The cut sealed shut. No noise, no flash. The ground simply forgot it had ever been broken.
I blinked hard. "What—did you just—"
She smiled faintly, dismissing the mana blade. "Now for comparison."
The air shifted again, but this time it wasn't light that gathered; it was darkness. The edges of the room dimmed as black energy spiraled into her hand, dense enough to distort the air around it.
When the new blade took shape, it looked wrong. Like the space it occupied was borrowed, like it didn't belong here.
"This is Vespera," she said quietly. "The energy of creation's shadow."
Before I could respond, she swung.
There was no sound just pressure. The world seemed to skip a frame. Then half the colosseum erupted. Stone and dust exploded outward, the shockwave slamming into me hard enough to steal my breath.
By the time I blinked again, the top half of the arena was gone, sliced open, reduced to floating shards suspended in the air. A mile-long trail of destruction.
And then, softly, she said again:"Die."
The destruction reversed. The shards fell upward, the air folded back on itself, and the arena was whole once more.

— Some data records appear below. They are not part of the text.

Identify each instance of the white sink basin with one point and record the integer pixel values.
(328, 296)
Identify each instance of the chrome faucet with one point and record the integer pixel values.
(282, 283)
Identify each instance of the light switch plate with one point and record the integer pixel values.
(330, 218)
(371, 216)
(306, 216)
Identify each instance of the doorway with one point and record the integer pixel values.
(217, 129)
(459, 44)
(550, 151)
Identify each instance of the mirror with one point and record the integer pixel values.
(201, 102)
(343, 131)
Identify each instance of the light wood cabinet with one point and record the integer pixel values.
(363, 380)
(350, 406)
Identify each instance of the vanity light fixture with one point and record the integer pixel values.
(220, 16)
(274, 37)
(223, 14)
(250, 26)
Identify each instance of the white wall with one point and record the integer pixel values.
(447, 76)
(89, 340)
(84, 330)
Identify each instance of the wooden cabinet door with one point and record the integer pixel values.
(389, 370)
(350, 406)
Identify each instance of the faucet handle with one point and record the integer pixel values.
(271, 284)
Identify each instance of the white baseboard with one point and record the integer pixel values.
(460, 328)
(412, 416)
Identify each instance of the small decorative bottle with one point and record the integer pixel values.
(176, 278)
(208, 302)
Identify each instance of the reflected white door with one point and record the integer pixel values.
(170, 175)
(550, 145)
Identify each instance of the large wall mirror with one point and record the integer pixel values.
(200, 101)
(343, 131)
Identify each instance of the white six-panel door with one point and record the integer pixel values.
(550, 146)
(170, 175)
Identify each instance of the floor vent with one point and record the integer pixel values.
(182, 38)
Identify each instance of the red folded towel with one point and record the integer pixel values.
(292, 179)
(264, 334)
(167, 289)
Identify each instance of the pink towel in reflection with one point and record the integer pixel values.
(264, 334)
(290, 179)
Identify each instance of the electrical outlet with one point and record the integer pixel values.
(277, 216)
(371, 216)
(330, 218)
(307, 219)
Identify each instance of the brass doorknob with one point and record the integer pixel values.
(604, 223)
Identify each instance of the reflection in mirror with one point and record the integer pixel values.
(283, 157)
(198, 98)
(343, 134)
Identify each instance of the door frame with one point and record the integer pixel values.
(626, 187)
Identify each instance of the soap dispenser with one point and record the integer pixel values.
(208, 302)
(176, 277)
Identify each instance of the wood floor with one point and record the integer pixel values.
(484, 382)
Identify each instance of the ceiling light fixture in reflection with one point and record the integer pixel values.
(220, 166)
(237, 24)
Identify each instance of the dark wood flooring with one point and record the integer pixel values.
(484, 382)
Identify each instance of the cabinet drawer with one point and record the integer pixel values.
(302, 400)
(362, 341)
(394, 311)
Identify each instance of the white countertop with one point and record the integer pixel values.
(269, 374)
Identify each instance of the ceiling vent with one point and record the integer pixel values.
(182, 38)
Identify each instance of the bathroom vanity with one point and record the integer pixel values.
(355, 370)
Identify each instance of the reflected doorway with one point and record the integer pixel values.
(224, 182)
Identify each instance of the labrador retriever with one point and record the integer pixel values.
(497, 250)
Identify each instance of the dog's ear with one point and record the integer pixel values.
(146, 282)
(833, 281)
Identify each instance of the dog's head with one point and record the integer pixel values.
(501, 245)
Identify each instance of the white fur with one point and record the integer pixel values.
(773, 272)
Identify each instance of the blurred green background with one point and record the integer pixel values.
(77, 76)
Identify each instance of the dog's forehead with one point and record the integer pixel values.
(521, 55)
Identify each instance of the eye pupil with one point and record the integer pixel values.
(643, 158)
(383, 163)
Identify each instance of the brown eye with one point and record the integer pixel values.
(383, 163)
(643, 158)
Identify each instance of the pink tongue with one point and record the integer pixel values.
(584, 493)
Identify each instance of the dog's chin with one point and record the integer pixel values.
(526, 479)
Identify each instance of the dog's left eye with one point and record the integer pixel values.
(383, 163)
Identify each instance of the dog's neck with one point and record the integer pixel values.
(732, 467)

I stared at the unmarred floor, my heart pounding.
For a terrifying moment, I thought she'd killed the concept of time itself just to undo her own attack.
"See?" she said brightly, brushing dust off her hands like she'd just cleaned a table. "That's the difference between mana and Vespera."
I swallowed hard. "You know, most teachers would just use an energy screen."
Belle blinked. "Oh. I don't have one."
"Yeah," I muttered. "That's definitely the issue here."